It’s hard to believe, but that wild-tempered waterfowl Donald Duck made his first appearance 82 years ago in the 1934 Disney short THE WISE LITTLE HEN, part of the ‘Silly Symphonies’ series. Donald’s next film ORPHAN’S BENEFIT teamed him for the first time with frenemy Mickey Mouse, beginning a comic rivalry that lasts to this day. The immoderate mallard began starring in his own cartoons in 1937, begetting a cast of characters such as girlfriend Daisy Duck, nephews Huey, Dewey, and Louie, and uncles Ludwig Von Drake and Scrooge McDuck.
Donald’s flying-off-the-handle personality and riotous fits of anger caused fits of laughter for generations of moviegoers. He made the perfect foil for straight-mouse Mickey, and carried the brunt of their comedic load. The quacking voice of Clarence “Ducky” Nash went a long way towards putting Donald’s over-the-top antics over the top. Every kid tried to imitate that unique duck-like voice (admit it, you did too!). Nash voiced Donald for fifty years until his death in 1985, when animator Tony Anselmo assumed the mantle.

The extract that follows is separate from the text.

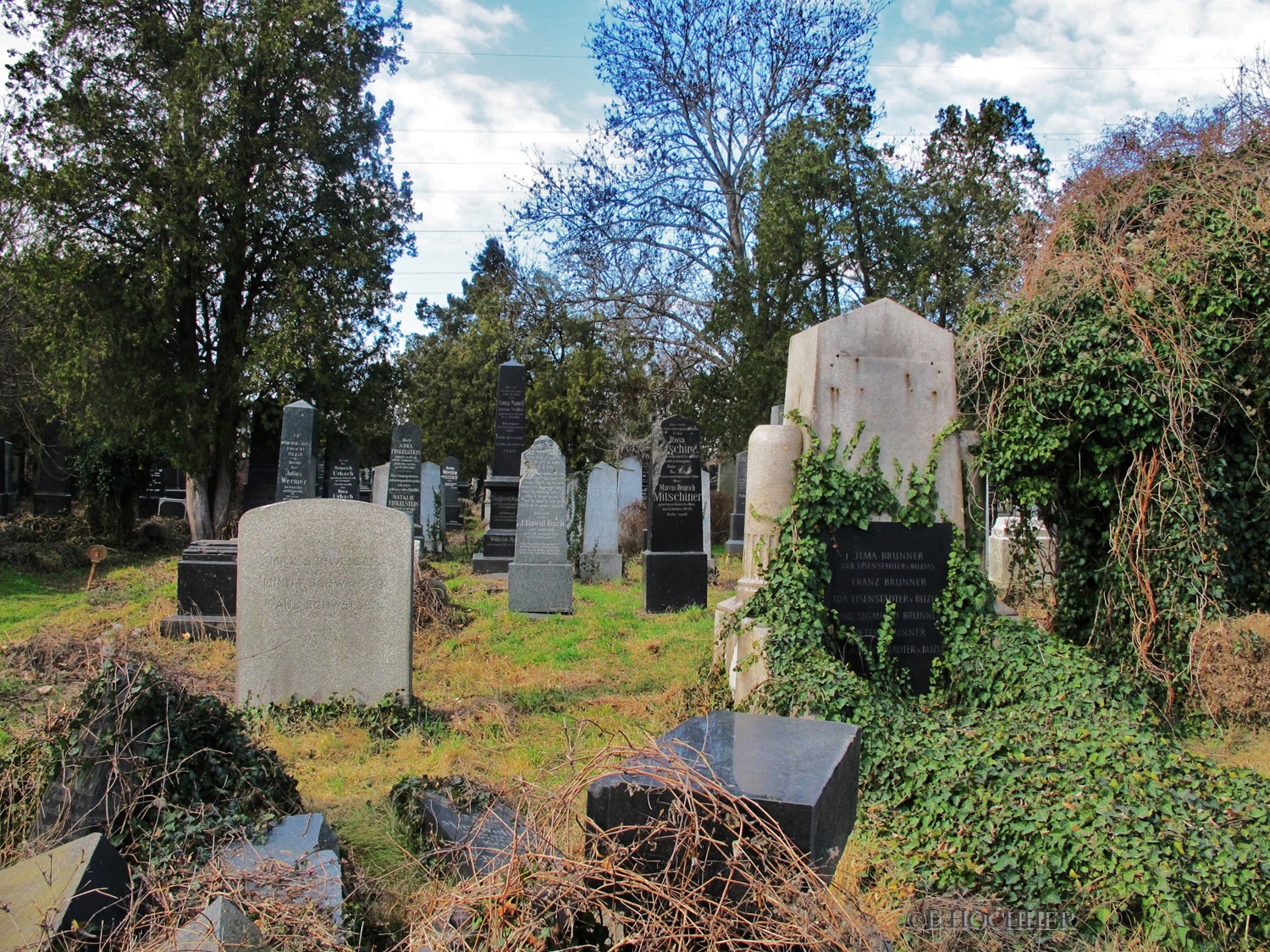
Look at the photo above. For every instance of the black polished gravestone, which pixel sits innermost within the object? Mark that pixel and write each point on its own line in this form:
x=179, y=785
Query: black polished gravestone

The ballistic bird also found fame on television, video games, Big Little Books, and most memorably in a comic book series by legendary illustrator Carl Barks that are worth big money to comic collectors today. Donald even won an Oscar for 1943’s DER FUEHER’S FACE. In fact, he made many a patriotic propaganda film during the World War II era, including THE SPIRIT OF ’43, where the question is posed to pay your taxes or support the Axis:
So happy birthday to my second favorite animated duck (sorry, but Daffy’s #1 in my book!). Long may you rant and rave!